Anti-Shiism
in Iraq and beyond
The first celebration of the Muslim holiday
Ashura since the fall of Baghdad has been particularly
bloody for Shiites - and ominous for American foreign
policy. About 140 Iranian and Iraqi Shiite pilgrims died
in suicide bombings in Baghdad and Karbala last week,
and 43 Pakistani Shiites were killed in Quetta, Pakistan.
The attacks bring to light
a grave problem facing America: The Shiite revival in Iraq
since the fall of Saddam Hussein has reinvigorated a Sunni
militancy that in turn threatens peace and stability in a
broad swath of Asia from Pakistan to Lebanon.
American authorities may well be correct
that the bombings were the work of the terrorist Abu Musab
al-Zarqawi and Al Qaeda operatives who see sectarian violence
as the means to subvert American plans for the country. However,
it would be a mistake to view the anti-Shiite violence in Iraq
as the work of a small group of terrorists and limited to Iraqi
politics.
Anti-Shiism is embedded in the ideology
of Sunni militancy that has risen to prominence across the
region in the last decade. Wahhabi Sunnis, who dominate Saudi
Arabia's religious affairs and export their philosophy to its
neighbors, have led the charge, declaring Shiites "infidels" and
hence justifying their murder.
These anti-Shiite beliefs have spread
to South Asia and Afghanistan, where the Taliban government
used them to justify massacres of Shiite civilians. Even with
the fall of the Taliban, widespread killings of Shiites and
bombings of Shiite mosques and community centers in both Afghanistan
and Pakistan have continued.
Many of the Sunni militants responsible
for the attacks were trained in the same camps in Afghanistan
as the Qaeda fighters and the Taliban soldiers. They fought
side by side when the Taliban secured its grip on Afghanistan,
notably the captures of Mazar-i-Sharif and Bamiyan in 1998,
during which at least 2,000 Shiite civilians were murdered.

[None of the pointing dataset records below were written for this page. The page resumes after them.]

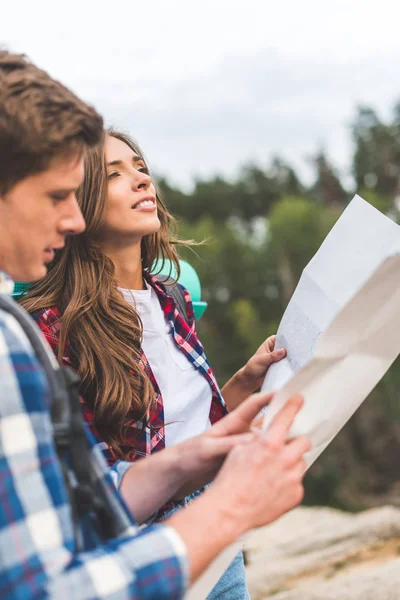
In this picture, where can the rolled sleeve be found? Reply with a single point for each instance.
(117, 472)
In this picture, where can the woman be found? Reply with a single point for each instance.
(146, 382)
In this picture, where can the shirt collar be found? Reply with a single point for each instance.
(6, 284)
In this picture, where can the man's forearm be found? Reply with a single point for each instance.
(205, 528)
(236, 390)
(152, 481)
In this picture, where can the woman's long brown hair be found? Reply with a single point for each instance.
(100, 332)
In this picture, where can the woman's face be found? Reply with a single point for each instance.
(131, 209)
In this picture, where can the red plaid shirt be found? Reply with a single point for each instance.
(144, 441)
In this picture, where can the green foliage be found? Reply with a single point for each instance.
(261, 230)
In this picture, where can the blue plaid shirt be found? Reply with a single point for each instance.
(37, 557)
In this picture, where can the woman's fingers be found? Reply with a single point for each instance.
(282, 422)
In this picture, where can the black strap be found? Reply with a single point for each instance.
(87, 493)
(176, 292)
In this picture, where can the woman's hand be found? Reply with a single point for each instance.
(250, 377)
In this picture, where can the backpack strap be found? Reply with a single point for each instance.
(86, 494)
(176, 292)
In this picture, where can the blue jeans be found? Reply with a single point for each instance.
(232, 585)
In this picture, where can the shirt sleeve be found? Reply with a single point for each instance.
(118, 470)
(37, 556)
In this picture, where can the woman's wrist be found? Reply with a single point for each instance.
(237, 389)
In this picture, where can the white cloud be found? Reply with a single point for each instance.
(207, 86)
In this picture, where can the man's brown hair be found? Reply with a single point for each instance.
(40, 119)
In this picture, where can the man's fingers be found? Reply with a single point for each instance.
(220, 446)
(239, 420)
(282, 422)
(295, 450)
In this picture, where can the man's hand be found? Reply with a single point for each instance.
(260, 480)
(250, 377)
(184, 468)
(203, 455)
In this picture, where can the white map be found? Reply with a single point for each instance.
(360, 240)
(341, 330)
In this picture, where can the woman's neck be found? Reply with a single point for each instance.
(128, 266)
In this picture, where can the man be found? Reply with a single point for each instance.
(43, 130)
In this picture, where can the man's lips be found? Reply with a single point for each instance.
(148, 203)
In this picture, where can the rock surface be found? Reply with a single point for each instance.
(325, 554)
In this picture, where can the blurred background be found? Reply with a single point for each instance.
(260, 121)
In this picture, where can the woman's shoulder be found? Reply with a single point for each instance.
(179, 293)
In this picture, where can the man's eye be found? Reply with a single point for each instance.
(59, 196)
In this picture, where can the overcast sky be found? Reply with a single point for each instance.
(207, 86)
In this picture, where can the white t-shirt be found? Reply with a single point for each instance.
(186, 392)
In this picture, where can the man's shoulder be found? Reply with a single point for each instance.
(24, 387)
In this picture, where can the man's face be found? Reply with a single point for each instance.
(35, 217)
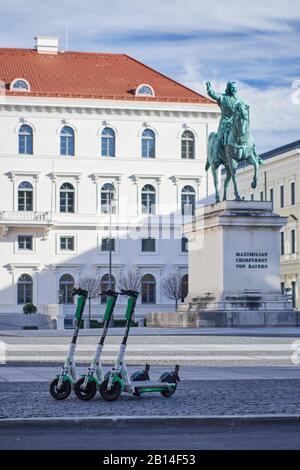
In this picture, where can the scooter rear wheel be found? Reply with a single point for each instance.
(86, 394)
(169, 393)
(113, 393)
(62, 392)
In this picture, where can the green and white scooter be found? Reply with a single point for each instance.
(61, 387)
(119, 381)
(86, 387)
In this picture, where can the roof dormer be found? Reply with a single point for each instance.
(144, 90)
(19, 84)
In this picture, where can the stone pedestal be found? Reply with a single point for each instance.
(234, 266)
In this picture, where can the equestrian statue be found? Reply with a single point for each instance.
(232, 143)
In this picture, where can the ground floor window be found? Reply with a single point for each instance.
(105, 285)
(184, 287)
(25, 289)
(66, 286)
(148, 285)
(294, 294)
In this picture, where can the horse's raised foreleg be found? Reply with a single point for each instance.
(231, 163)
(216, 181)
(226, 183)
(253, 161)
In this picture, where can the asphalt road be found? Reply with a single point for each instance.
(157, 350)
(168, 436)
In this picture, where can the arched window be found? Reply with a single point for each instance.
(67, 141)
(148, 289)
(188, 145)
(184, 286)
(108, 142)
(148, 199)
(148, 144)
(105, 285)
(108, 199)
(66, 286)
(25, 289)
(67, 198)
(188, 200)
(25, 196)
(25, 140)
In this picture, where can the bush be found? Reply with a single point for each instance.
(29, 309)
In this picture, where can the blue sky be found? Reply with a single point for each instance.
(257, 44)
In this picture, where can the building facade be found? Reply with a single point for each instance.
(74, 127)
(279, 182)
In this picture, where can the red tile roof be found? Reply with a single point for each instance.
(89, 75)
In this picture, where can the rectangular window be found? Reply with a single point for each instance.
(281, 196)
(148, 245)
(293, 194)
(294, 299)
(293, 241)
(67, 243)
(25, 242)
(282, 243)
(184, 245)
(105, 244)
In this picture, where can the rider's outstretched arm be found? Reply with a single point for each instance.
(212, 93)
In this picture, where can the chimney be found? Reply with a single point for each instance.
(46, 44)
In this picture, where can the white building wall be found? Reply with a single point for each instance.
(46, 169)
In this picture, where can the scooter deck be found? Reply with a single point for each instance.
(151, 384)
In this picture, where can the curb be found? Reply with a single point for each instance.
(192, 419)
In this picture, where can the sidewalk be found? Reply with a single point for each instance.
(193, 373)
(249, 392)
(293, 332)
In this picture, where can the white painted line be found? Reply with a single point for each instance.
(175, 357)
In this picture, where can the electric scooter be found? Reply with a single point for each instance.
(61, 387)
(86, 387)
(118, 380)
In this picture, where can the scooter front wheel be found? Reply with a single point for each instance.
(85, 394)
(62, 392)
(113, 393)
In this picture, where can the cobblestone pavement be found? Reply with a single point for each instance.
(218, 397)
(184, 350)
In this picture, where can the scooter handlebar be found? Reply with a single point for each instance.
(79, 291)
(110, 293)
(130, 293)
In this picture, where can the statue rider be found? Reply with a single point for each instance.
(227, 102)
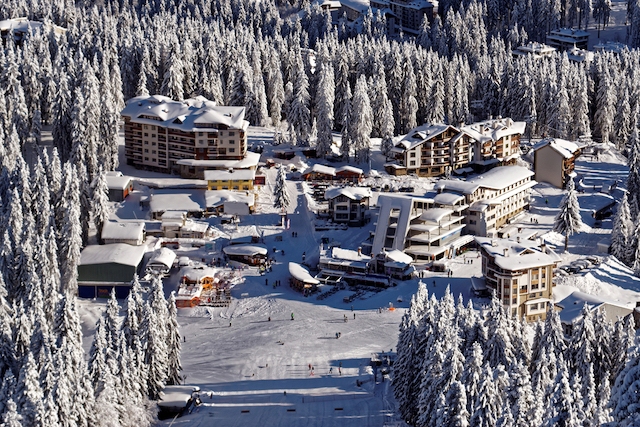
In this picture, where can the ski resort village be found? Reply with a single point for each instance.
(320, 213)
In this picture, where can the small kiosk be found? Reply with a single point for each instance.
(301, 279)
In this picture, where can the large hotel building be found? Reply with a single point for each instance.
(168, 136)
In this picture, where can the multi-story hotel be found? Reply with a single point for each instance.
(425, 228)
(520, 271)
(493, 198)
(432, 150)
(425, 151)
(160, 132)
(494, 140)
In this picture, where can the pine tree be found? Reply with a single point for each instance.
(620, 232)
(568, 220)
(282, 200)
(326, 95)
(100, 201)
(173, 343)
(362, 122)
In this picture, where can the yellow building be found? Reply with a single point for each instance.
(238, 179)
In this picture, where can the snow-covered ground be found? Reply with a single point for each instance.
(244, 363)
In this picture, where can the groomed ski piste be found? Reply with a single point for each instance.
(246, 356)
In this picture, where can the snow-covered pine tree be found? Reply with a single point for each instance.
(568, 220)
(499, 348)
(620, 232)
(324, 109)
(173, 343)
(300, 115)
(71, 236)
(282, 200)
(487, 407)
(100, 201)
(362, 122)
(154, 336)
(625, 399)
(173, 83)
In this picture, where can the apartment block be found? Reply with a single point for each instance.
(160, 132)
(493, 198)
(433, 150)
(520, 272)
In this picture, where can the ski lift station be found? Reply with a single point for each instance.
(104, 267)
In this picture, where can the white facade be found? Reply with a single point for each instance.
(493, 197)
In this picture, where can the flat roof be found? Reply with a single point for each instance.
(113, 230)
(177, 200)
(230, 175)
(116, 253)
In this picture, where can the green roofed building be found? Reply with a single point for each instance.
(103, 267)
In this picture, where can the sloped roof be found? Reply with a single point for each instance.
(116, 253)
(192, 114)
(566, 149)
(354, 193)
(245, 250)
(302, 274)
(421, 134)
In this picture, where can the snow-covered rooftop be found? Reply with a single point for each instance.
(245, 250)
(421, 134)
(250, 160)
(195, 114)
(302, 274)
(197, 273)
(216, 198)
(512, 255)
(173, 200)
(348, 254)
(325, 170)
(354, 193)
(496, 179)
(115, 182)
(116, 253)
(399, 257)
(348, 168)
(113, 230)
(567, 149)
(162, 256)
(447, 198)
(230, 175)
(435, 214)
(494, 129)
(572, 305)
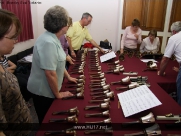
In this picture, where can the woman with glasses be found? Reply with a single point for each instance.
(150, 43)
(65, 46)
(131, 37)
(48, 65)
(12, 105)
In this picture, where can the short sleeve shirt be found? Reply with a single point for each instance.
(77, 34)
(48, 54)
(174, 47)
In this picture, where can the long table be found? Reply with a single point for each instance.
(160, 85)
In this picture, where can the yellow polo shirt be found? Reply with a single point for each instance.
(77, 34)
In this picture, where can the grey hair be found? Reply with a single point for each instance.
(86, 15)
(55, 19)
(176, 26)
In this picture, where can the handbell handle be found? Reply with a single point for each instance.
(117, 82)
(121, 88)
(91, 107)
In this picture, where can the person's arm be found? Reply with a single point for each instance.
(2, 116)
(72, 53)
(143, 44)
(96, 45)
(52, 81)
(122, 41)
(71, 79)
(163, 65)
(158, 45)
(12, 66)
(69, 59)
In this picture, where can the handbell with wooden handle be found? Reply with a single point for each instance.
(102, 114)
(77, 96)
(150, 131)
(107, 131)
(98, 101)
(130, 86)
(101, 106)
(72, 111)
(124, 81)
(67, 132)
(101, 88)
(70, 119)
(103, 121)
(107, 95)
(98, 93)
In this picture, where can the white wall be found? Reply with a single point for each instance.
(106, 23)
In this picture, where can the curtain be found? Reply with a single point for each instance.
(22, 9)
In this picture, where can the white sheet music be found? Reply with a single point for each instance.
(136, 100)
(107, 56)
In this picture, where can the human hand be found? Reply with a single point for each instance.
(176, 69)
(73, 54)
(70, 60)
(136, 36)
(65, 94)
(72, 79)
(158, 73)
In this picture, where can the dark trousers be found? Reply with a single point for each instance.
(42, 104)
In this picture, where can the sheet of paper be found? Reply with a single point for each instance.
(137, 100)
(29, 58)
(146, 60)
(107, 56)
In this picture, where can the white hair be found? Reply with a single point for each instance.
(176, 26)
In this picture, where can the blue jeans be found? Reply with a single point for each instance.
(179, 87)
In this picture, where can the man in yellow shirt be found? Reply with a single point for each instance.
(78, 32)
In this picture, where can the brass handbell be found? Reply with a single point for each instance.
(98, 93)
(77, 72)
(98, 80)
(151, 131)
(115, 71)
(103, 121)
(75, 85)
(124, 81)
(108, 131)
(102, 114)
(70, 119)
(98, 101)
(70, 132)
(102, 106)
(72, 111)
(121, 57)
(107, 95)
(145, 119)
(151, 66)
(101, 88)
(130, 86)
(114, 63)
(77, 96)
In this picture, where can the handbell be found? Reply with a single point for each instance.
(98, 93)
(103, 121)
(101, 88)
(70, 132)
(98, 101)
(102, 114)
(101, 106)
(77, 96)
(70, 119)
(107, 95)
(124, 81)
(114, 63)
(72, 111)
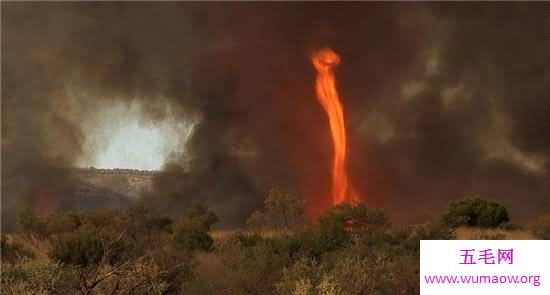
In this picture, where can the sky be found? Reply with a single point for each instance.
(441, 101)
(123, 140)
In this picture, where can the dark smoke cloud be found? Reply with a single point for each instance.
(441, 100)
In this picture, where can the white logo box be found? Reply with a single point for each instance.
(442, 268)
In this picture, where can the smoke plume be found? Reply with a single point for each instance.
(441, 100)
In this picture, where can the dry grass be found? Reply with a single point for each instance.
(464, 233)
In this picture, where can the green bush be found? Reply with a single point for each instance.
(476, 212)
(541, 228)
(81, 249)
(12, 251)
(191, 230)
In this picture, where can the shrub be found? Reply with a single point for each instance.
(12, 251)
(475, 212)
(191, 231)
(80, 249)
(541, 228)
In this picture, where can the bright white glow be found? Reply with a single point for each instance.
(119, 139)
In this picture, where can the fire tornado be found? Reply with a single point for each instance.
(324, 61)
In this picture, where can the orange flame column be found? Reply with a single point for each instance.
(324, 61)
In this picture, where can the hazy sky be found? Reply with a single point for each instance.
(124, 140)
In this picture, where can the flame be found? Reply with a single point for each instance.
(324, 61)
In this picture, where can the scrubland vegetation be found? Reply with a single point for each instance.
(350, 250)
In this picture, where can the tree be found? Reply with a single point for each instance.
(474, 211)
(191, 230)
(281, 210)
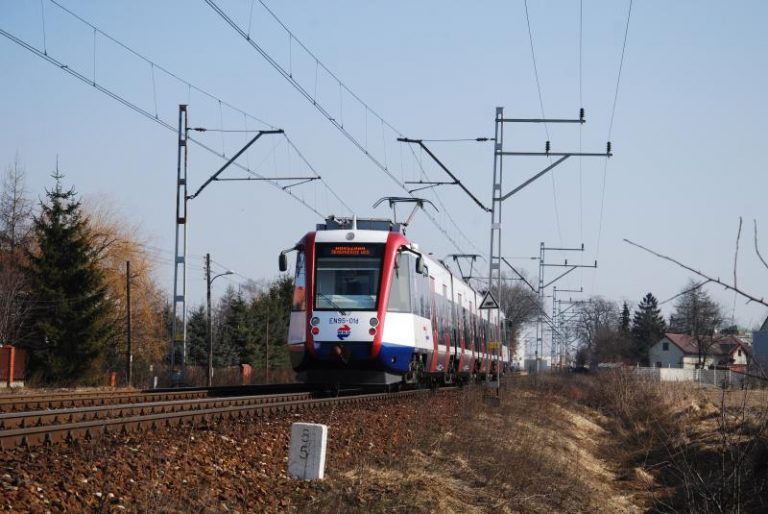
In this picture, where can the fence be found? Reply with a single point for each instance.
(715, 377)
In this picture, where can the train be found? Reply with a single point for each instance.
(370, 308)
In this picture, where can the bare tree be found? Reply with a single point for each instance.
(15, 236)
(520, 305)
(597, 329)
(15, 210)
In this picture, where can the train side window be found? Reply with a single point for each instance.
(400, 289)
(299, 302)
(419, 290)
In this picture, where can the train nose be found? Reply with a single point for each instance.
(343, 353)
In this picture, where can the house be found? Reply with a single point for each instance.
(682, 351)
(760, 349)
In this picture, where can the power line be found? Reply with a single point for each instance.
(543, 115)
(154, 117)
(610, 125)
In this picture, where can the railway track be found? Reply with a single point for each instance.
(73, 399)
(34, 428)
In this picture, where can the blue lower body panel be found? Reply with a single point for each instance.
(350, 362)
(395, 357)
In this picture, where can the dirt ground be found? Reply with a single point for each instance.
(559, 444)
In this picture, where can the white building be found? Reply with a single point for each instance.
(681, 351)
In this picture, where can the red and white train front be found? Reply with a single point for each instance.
(364, 309)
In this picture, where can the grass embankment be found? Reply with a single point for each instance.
(610, 443)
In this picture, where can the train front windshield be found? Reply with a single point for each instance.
(348, 276)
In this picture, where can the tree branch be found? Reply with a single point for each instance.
(699, 273)
(736, 254)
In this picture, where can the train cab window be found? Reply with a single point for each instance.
(400, 289)
(299, 302)
(348, 276)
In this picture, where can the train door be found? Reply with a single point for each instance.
(446, 324)
(460, 328)
(434, 318)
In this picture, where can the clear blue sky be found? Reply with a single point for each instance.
(688, 130)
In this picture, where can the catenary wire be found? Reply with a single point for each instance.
(144, 112)
(313, 100)
(610, 126)
(543, 115)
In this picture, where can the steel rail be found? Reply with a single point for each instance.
(36, 436)
(59, 400)
(13, 420)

And Ramzi Yousef, who was convicted of planning the 1993 bombing
of the World Trade Center, is also a prime suspect in the bombing
of the Shiite shrine of Mashad in Iran in 1994.
The point here is that the forces that
are today killing Shiites in Iraq have their roots all over
the region. It is a network of Arabs and non-Arabs, South Asians
and Middle Easterners, Wahhabis and non-Wahhabis. And if these
men succeed in starting a sectarian civil war, it will quickly
spread beyond Iraq's borders.
While Shiites make up only 10 percent
to 15 percent of the world's 1.3 billion Muslims, 120 million
of them live in the Middle East. They are the majority populations
in Azerbaijan, Bahrain, Iran and Iraq, the largest community
in Lebanon, and sizable minorities in various Gulf emirates,
Afghanistan, Pakistan and Saudi Arabia.
The U.S.-led invasion of Iraq has produced
a Shiite cultural revival there that is shifting the balance
of power between Shiites and Sunnis. Political events have
further angered Sunnis outside Iraq - especially the creation
of the Shiite-dominated Iraqi Governing Council and the virtual
veto power over it exercised by the Shiites' religious leader,
Grand Ayatollah Ali al-Sistani.
It is virtually unthinkable to many Sunnis
that one of the most important Arab countries - the seat of
the Abbasid Empire from the 8th to 13th centuries, which established
Sunni supremacy and brutally suppressed Shiites - would pass
from Sunni to Shiite domination. In militant Sunni circles,
it is taken as proof of an American conspiracy against them
and against Islam as a whole. Thus Sunni militancy is not only
inherently anti-Shiite, but anti-American as well.
What America is facing in Iraq is not
just a Qaeda operation against U.S. control, but the vanguard
of a broad movement. It is based on the premise that violence
against Shiites will not only derail Iraq's transition to democracy,
but will also incite Shiite-Sunni violence throughout the Muslim
world.
To contend with Sunni militancy in Iraq,
America must contain it throughout the Middle East and South
Asia. This means putting pressure on countries like Saudi Arabia
and Pakistan to stem the tide of anti-Shiite rhetoric. It also
means ensuring that Iraqi Sunnis do not feel left out of the
emerging democratic Iraq, and working with Sistani to quell
Shiite rage over the attacks. What happened in Karbala must
not become a sign of things to come for the whole region.
Vali Nasr is a professor of national security
affairs at the Naval Postgraduate School.